Un soldado, recién regresado de Irak, muere en circunstancias extrañas en las inmediaciones de una base militar en Estados Unidos. Su padre, Tommy Lee Jones, un ex militar servidor en Vietnam, investiga junto a una policía local el misterioso asesinato, enfrentándose al sospechoso encubrimiento de los militares de la base. Unas grabaciones y fotos del hijo, que el padre va recibiendo poco a poco, sirven de soporte paralelo al desarrollo de la acción principal, mostrándonos el revés de la trama, la parte complementaria que nos desvelará el nudo gordiano.
La película es un excelente retrato del personaje del padre, un militar chapado a la antigua, servidor de su país y fiel a los principios que le inspiraron en su juventud: honor, lealtad, disciplina, minuciosidad. Este carácter está fuera de su tiempo y está contrapuesto al de su propio hijo y al de los militares a los que investiga, influidos por el horror de la guerra y, probablemente, por una época en la que esos valores han perdido su importancia en favor del hedonismo, el éxito y la solución fácil, sin remordimientos.

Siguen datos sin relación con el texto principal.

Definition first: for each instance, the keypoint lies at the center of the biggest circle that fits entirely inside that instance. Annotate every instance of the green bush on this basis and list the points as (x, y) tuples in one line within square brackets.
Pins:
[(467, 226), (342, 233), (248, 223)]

Es un personaje duro y serio, pero que suscita una cierta admiración por la forma en la que afronta la adversidad de la muerte de su último hijo (el primero, también militar, había muerto años antes) con estoicismo y sentido del deber. Desvelado el misterio y consciente de los actos cometidos por su hijo, el viejo militar se enfrenta a sus creencias y se plantea cuestiones que nunca antes se había planteado.
La historia está bien construida, aunque hay que concederle algunas licencias al servicio de la narración, como que un padre que no es policía participe en la investigación del asesinato de su hijo, robe pruebas y se haga amigo de la policía que investiga en solitario el crimen. Quizás le sobre algo de metraje, como suele pasar con casi todas las películas actuales.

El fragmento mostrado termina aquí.